Le secteur des services en France reste en repli
Le PMI des services d’avril 2026 en France ressort à 46,5, ce qui confirme que l’activité recule toujours. Comme ce chiffre correspond exactement à ce qu’attendait le marché, la réaction immédiate a été limitée sur les actions françaises et sur l’euro. Ce résultat renforce néanmoins l’idée qu’un pilier important de l’économie de la zone euro reste fragile. Cette faiblesse contraste avec des données récentes montrant une inflation en zone euro encore un peu « collante » à 2,5%, c’est-à-dire qu’elle baisse lentement et reste au-dessus de l’objectif. Cela complique la prochaine décision de la Banque centrale européenne (BCE), la banque centrale de la zone euro. Avec une croissance du PIB (produit intérieur brut, la mesure la plus courante de l’activité économique) du premier trimestre limitée à 0,1% dans la zone, la pression en faveur d’une baisse des taux directeurs augmente, même si l’inflation n’a pas encore retrouvé la cible de 2%. Il faut s’attendre à ce que la BCE adopte un ton plus accommodant (moins strict) dans les prochains mois. L’absence de surprise peut ouvrir une fenêtre sur la volatilité implicite des options sur le CAC 40 (volatilité implicite: variation attendue par le marché, déduite des prix des options).

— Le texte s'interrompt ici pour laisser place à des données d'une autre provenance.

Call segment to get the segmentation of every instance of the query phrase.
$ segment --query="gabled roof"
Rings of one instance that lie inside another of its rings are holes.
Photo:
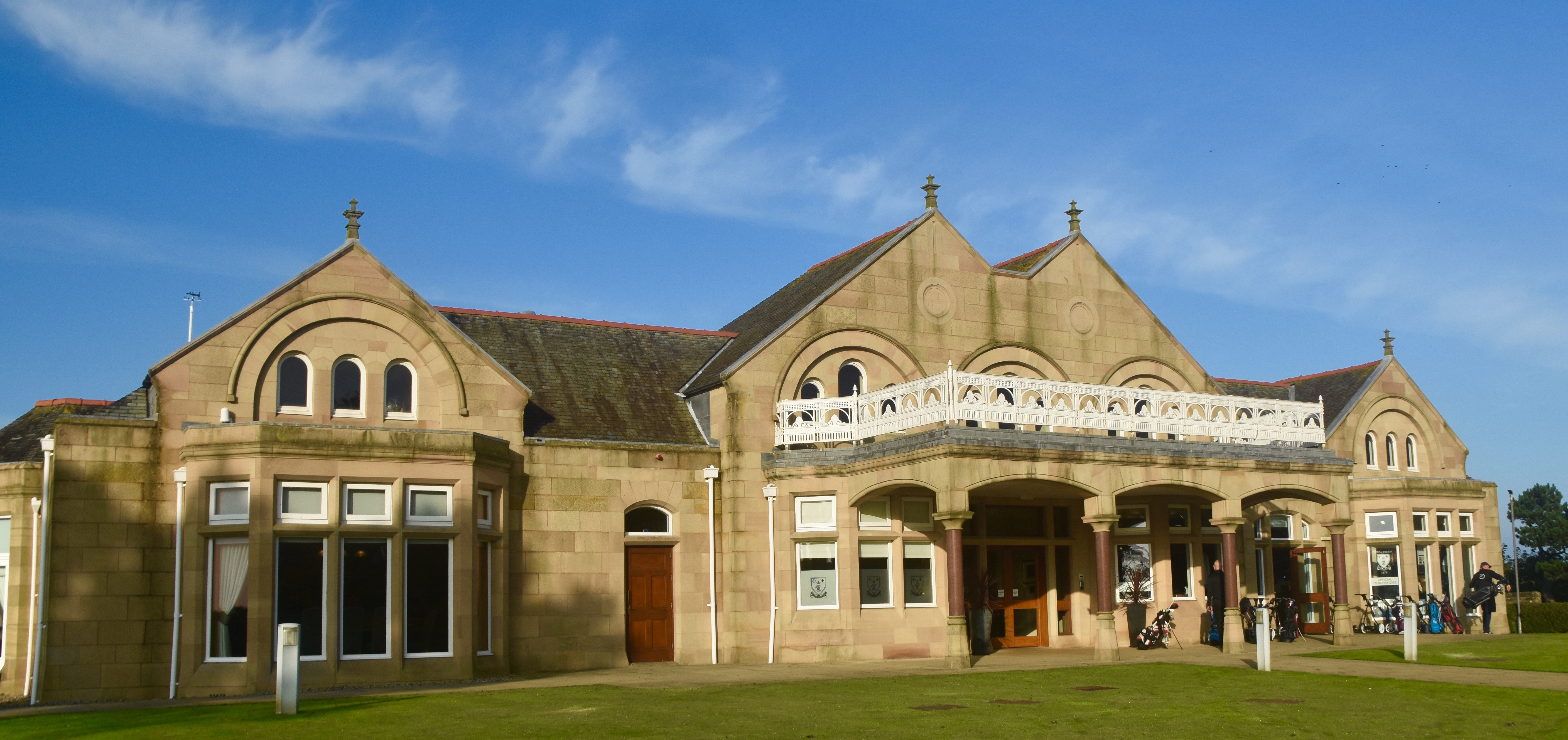
[[[707,444],[676,390],[732,332],[436,310],[533,390],[530,437]]]
[[[118,401],[93,398],[50,398],[38,401],[27,414],[0,428],[0,462],[38,462],[44,434],[55,431],[55,420],[64,415],[110,419],[147,419],[147,389],[138,387]]]
[[[892,245],[897,245],[906,234],[931,218],[933,213],[936,213],[936,209],[927,209],[919,218],[887,234],[862,241],[845,252],[812,265],[800,278],[790,281],[789,285],[778,288],[762,303],[724,325],[723,331],[734,332],[735,339],[724,345],[718,354],[713,354],[687,381],[681,394],[701,394],[723,383],[724,376],[735,367],[767,346],[773,337],[782,334],[784,329],[789,329],[809,310],[815,309],[834,290],[848,282],[850,278],[855,278],[855,274],[892,248]]]
[[[1333,434],[1344,415],[1356,404],[1366,389],[1372,384],[1372,379],[1381,375],[1383,367],[1389,362],[1389,357],[1383,357],[1377,362],[1367,362],[1364,365],[1344,367],[1339,370],[1328,370],[1312,375],[1298,375],[1295,378],[1286,378],[1283,381],[1240,381],[1231,378],[1215,378],[1214,384],[1220,386],[1220,390],[1229,395],[1245,395],[1248,398],[1273,398],[1287,400],[1290,397],[1290,386],[1295,386],[1295,400],[1298,401],[1316,401],[1317,397],[1323,397],[1323,417],[1328,419],[1328,425],[1323,428],[1327,434]]]

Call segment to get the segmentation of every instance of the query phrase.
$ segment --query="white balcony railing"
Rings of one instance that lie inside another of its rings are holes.
[[[1323,404],[1011,375],[946,373],[839,398],[779,401],[773,444],[853,442],[939,422],[1115,430],[1215,442],[1323,442]]]

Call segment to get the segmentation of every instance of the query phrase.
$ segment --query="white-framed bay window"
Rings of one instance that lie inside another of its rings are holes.
[[[800,608],[839,608],[839,542],[795,542]]]
[[[795,497],[795,531],[834,531],[837,528],[837,497]]]
[[[409,525],[452,525],[452,486],[408,484],[403,522]]]
[[[246,538],[207,541],[209,663],[243,663],[251,613],[251,542]]]
[[[213,483],[207,486],[207,524],[249,524],[251,483]]]
[[[452,541],[403,547],[403,657],[452,657]]]

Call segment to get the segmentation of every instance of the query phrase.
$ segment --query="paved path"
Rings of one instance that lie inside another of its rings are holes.
[[[1424,635],[1424,646],[1449,644],[1471,640],[1507,640],[1507,637],[1482,635]],[[1378,663],[1370,660],[1338,660],[1303,657],[1305,652],[1325,651],[1358,651],[1366,648],[1402,646],[1399,635],[1356,635],[1356,644],[1350,648],[1334,648],[1322,637],[1308,637],[1297,643],[1275,643],[1273,668],[1276,671],[1316,673],[1331,676],[1356,676],[1367,679],[1405,679],[1433,680],[1441,684],[1466,684],[1480,687],[1505,688],[1546,688],[1568,691],[1568,673],[1510,671],[1501,668],[1466,668],[1414,663]],[[1207,665],[1218,668],[1254,668],[1253,646],[1240,655],[1226,655],[1212,646],[1185,646],[1181,649],[1140,652],[1131,648],[1121,649],[1123,663],[1185,663]],[[771,684],[781,680],[825,680],[825,679],[870,679],[884,676],[939,676],[952,673],[999,673],[999,671],[1036,671],[1046,668],[1077,668],[1102,666],[1094,662],[1091,648],[1018,648],[982,657],[974,668],[953,669],[944,665],[942,658],[924,660],[866,660],[853,663],[776,663],[776,665],[674,665],[674,663],[635,663],[626,668],[599,668],[572,673],[541,673],[505,680],[474,682],[474,684],[425,684],[408,687],[368,687],[368,688],[334,688],[326,691],[307,691],[304,699],[326,699],[340,696],[387,696],[387,695],[426,695],[456,691],[505,691],[516,688],[546,687],[580,687],[580,685],[616,685],[635,688],[674,688],[704,687],[729,684]],[[103,709],[151,709],[151,707],[193,707],[215,704],[251,704],[271,702],[271,695],[262,696],[227,696],[204,699],[157,699],[136,702],[94,702],[94,704],[56,704],[45,707],[19,707],[0,710],[0,718],[33,713],[58,712],[93,712]]]

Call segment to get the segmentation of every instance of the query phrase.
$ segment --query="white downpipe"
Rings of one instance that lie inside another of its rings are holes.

Une stratégie possible consiste à vendre des straddles de court terme (straddle: achat ou vente simultané d’une option d’achat et d’une option de vente au même prix d’exercice) afin d’encaisser une prime (prime: prix payé/reçu pour une option), en partant du principe que le ralentissement est déjà largement intégré dans les cours. Le vrai risque n’est pas ce chiffre connu, mais un choc futur ou une dégradation plus rapide que prévu. En regardant la série de hausses de taux en 2025, leur effet de freinage sur l’économie apparaît désormais clairement. Dans ce contexte, des contrats à terme sur taux (contrats standardisés pour se couvrir ou spéculer sur l’évolution des taux), notamment ceux liés à l’Euribor (taux interbancaire de référence en euros), peuvent servir à se positionner en vue de baisses de taux de la BCE au troisième ou au quatrième trimestre 2026. Cette faiblesse prolongée rend plus difficile le maintien d’une politique monétaire restrictive (qui vise à ralentir l’économie en gardant des taux élevés).Conséquences pour l’euro et les taux
L’écart entre une zone euro en difficulté et une économie américaine plus solide plaide pour un dollar toujours ferme. On peut envisager d’utiliser des produits dérivés (instruments financiers dont la valeur dépend d’un actif, comme une devise) pour exprimer une vue baissière sur l’EUR/USD. L’achat d’options de vente sur l’euro (put: option qui gagne de la valeur si la devise baisse) offre une manière de viser une poursuite du repli au cours des prochaines semaines, avec un coût initial limité (le coût correspond à la prime).